Portée par la forte progression des ventes d’or, l’économie burkinabè affiche un taux de couverture des importations supérieur à 213 %
Le Burkina Faso a enregistré un excédent commercial historique au premier trimestre 2026, porté par une envolée des exportations de produits miniers, en particulier de l’or. Selon les données officielles relayées par le média spécialisé Horonya Finance, la balance commerciale du pays a dégagé un solde positif de 1 232,7 milliards de FCFA, un niveau inédit qui reflète le dynamisme du secteur extractif.
Cette performance confirme le rôle stratégique de l’or dans l’économie burkinabè, dans un contexte marqué par la hausse des cours internationaux du métal précieux.
Les exportations progressent de 72 % grâce à l’or
Entre janvier et mars 2026, les exportations de biens ont atteint 2 319,3 milliards de FCFA, soit une progression de 72 % par rapport à la même période de l’année précédente.
Cette hausse est largement attribuable aux exportations d’or brut, dont la valeur a augmenté de 968,2 milliards de FCFA, représentant une progression de 82,2 % sur un an. Cette évolution résulte à la fois d’une augmentation des volumes exportés et du maintien de prix élevés sur les marchés internationaux.
Le secteur minier domine désormais très largement le commerce extérieur du pays. Les produits miniers représentent 92,7 % des exportations totales, loin devant les produits agricoles et les produits transformés.
Parmi les principales filières agricoles, le coton affiche une progression de 63,6 % en valeur, tandis que le sésame connaît un net recul de 60,7 %. Les produits primaires, qui comprennent notamment le coton, le sésame et la noix de cajou, ne représentent plus que 5,8 % des exportations, contre 1,5 % pour les produits transformés.
Une hausse modérée des importations
À l’inverse, les importations ont connu une évolution beaucoup plus limitée. Elles se sont établies à 1 086,6 milliards de FCFA, en hausse de 9,3 % sur un an.

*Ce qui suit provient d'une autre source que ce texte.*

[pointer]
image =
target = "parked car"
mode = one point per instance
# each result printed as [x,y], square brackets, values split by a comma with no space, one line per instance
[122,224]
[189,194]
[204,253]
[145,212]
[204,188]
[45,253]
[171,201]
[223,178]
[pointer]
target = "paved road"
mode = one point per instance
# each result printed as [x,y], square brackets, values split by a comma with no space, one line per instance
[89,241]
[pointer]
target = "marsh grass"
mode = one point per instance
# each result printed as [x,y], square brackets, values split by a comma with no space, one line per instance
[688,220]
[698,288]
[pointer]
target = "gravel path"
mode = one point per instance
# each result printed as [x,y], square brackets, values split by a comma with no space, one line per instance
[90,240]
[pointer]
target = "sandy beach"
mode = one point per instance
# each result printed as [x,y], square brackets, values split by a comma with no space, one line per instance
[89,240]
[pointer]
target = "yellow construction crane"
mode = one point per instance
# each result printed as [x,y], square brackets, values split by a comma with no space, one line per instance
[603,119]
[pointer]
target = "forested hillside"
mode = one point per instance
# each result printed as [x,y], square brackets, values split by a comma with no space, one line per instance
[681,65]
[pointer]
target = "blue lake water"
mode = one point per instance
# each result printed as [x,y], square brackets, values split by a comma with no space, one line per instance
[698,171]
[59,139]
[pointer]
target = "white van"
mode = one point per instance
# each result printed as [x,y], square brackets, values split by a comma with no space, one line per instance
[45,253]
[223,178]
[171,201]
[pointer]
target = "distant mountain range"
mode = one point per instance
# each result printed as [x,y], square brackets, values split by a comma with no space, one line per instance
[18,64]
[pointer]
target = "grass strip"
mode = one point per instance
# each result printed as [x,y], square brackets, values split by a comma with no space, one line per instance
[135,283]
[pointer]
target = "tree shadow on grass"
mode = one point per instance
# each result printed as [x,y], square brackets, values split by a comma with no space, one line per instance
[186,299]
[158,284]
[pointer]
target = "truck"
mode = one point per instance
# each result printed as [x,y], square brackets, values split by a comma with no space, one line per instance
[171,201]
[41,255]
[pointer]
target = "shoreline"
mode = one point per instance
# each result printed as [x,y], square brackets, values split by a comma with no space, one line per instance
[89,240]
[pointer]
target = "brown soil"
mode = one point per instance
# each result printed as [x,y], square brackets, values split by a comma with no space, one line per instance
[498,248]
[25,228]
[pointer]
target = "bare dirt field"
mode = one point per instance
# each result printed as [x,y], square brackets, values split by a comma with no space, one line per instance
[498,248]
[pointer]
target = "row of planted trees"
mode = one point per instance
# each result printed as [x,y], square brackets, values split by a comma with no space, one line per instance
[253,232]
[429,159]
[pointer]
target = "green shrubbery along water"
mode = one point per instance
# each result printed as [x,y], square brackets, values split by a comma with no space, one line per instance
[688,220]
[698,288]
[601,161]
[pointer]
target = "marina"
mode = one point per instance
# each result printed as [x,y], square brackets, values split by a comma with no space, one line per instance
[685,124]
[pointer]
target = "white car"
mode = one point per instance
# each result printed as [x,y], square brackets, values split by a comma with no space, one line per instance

Cette progression est principalement alimentée par l’augmentation des achats de produits pétroliers raffinés, en hausse de 12,4 %, ainsi que par les importations de fer, de fonte et d’acier, qui progressent de 45,9 %.
En revanche, les importations de machines électriques et mécaniques enregistrent un recul respectif de 13,3 % et 2,5 %, une évolution qui pourrait traduire un ralentissement des investissements productifs.
Les biens de consommation demeurent la principale composante des importations, avec 66,5 % des achats extérieurs. Ils sont suivis des biens intermédiaires (17,1 %) et des biens d’équipement (16,4 %).
Un taux de couverture historique
Grâce à cette forte progression des exportations, le Burkina Faso affiche un taux de couverture des importations par les exportations de 213,5 %, contre un niveau nettement inférieur un an plus tôt.
Cet indicateur, en hausse de 77,8 points sur un an, témoigne du renforcement de la capacité du pays à financer ses importations grâce à ses recettes d’exportation.
Si cette performance souligne la solidité du secteur aurifère, elle met également en évidence la forte dépendance de l’économie burkinabè aux revenus miniers, dans un contexte où la diversification des exportations demeure un enjeu majeur pour assurer une croissance plus résiliente et durable.